If there is a public-safety need to create an exception to Miranda, then let the Congress do so and the Supreme Court test its Constitutionality. In nearly nine years since 9/11, such an exception has not been created. Until that time, the criminal justice system should not make ad-hoc exceptions when convenient.

Tuesday, May 4, 2010

The China Bubble

I distinctly remember the 1980s, during which time Japan was buying up American properties left and right, and looked poised to race past us economically. That was particularly "obvious" in the last few years of that decade, after the market crash of 1987. At some point around then, I vaguely recall reading that the total market value of properties in Tokyo exceeded that of the entire United States.

It was all an illusion, of course. Within a few years, the Nikkei had collapsed, property values had fallen, non-performing loans had skyrocketed, and Japan entered its "lost decade" (which lasted about 15 years) of stagnant growth.
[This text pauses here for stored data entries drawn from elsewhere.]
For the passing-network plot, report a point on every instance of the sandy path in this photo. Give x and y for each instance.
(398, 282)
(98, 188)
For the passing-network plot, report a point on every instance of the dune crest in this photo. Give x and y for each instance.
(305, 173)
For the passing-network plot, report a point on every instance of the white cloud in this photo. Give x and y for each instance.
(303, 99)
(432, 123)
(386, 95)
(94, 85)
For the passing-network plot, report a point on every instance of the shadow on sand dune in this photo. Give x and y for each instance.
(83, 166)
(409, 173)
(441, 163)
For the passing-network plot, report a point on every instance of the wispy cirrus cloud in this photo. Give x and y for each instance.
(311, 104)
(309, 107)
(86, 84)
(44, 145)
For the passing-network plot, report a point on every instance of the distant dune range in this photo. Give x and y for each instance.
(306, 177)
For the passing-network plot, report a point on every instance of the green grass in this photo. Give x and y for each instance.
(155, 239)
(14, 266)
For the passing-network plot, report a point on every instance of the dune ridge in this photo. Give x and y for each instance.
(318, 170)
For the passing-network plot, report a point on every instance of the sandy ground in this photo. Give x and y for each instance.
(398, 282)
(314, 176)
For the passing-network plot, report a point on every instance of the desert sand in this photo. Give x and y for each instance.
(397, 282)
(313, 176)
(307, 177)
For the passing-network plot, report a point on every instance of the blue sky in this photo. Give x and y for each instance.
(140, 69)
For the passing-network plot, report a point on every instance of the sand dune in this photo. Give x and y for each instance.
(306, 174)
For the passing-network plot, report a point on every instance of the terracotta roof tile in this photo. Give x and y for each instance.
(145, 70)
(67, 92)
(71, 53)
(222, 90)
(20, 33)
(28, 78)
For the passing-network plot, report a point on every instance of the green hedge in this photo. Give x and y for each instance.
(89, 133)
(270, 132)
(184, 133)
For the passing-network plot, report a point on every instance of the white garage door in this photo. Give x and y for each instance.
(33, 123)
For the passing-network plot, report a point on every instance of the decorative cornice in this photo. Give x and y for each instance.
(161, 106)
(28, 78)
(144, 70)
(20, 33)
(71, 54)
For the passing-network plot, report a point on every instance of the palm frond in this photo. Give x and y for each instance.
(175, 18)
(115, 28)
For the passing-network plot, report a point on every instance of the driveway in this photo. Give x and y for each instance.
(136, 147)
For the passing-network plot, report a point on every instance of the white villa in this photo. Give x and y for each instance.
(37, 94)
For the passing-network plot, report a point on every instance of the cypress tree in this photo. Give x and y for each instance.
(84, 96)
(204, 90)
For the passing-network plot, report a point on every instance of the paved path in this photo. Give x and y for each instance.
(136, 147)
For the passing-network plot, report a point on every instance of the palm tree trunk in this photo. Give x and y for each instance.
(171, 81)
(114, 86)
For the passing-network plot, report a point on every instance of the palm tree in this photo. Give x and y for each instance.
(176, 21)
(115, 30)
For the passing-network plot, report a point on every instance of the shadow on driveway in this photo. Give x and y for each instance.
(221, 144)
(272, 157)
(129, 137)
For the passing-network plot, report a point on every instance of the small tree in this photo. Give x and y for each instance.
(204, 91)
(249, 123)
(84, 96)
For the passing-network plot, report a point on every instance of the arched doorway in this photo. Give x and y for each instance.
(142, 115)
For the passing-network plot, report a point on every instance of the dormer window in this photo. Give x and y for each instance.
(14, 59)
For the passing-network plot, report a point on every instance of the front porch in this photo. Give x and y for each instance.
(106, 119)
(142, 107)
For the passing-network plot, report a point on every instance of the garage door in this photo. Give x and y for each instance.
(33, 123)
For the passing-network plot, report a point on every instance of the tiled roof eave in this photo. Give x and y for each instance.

Now that everyone agrees that the era of Japanese dominance is over, the next Asian tiger set to eat our lunch is China. But China has its own unique problems. A country of 1.4 billion people, only about 400 million of them live in a style we might call Western. That's a population a third larger than the United States', but it still leaves a billion people in poverty. And that population has two major demographic challenges: it is rapidly graying, and its youth is heavily skewed towards men (both are consequences of the one-child policy). Furthermore, China's economic growth has started from a much lower base than Japan's did, and the Chinese people lack political freedom. While that last point has not apparently constrained growth up to now, it seems inevitable that at some point a rising middle class will demand more political power.

Mark Steyn believes that China will get old before it gets rich. John Derbyshire basically agrees. Now I read that structural problems in the Chinese economy may finally be throwing enough sand into the gears to cause a major slowdown very soon. It's all speculation at this point, but the slowdown has to come sooner or later.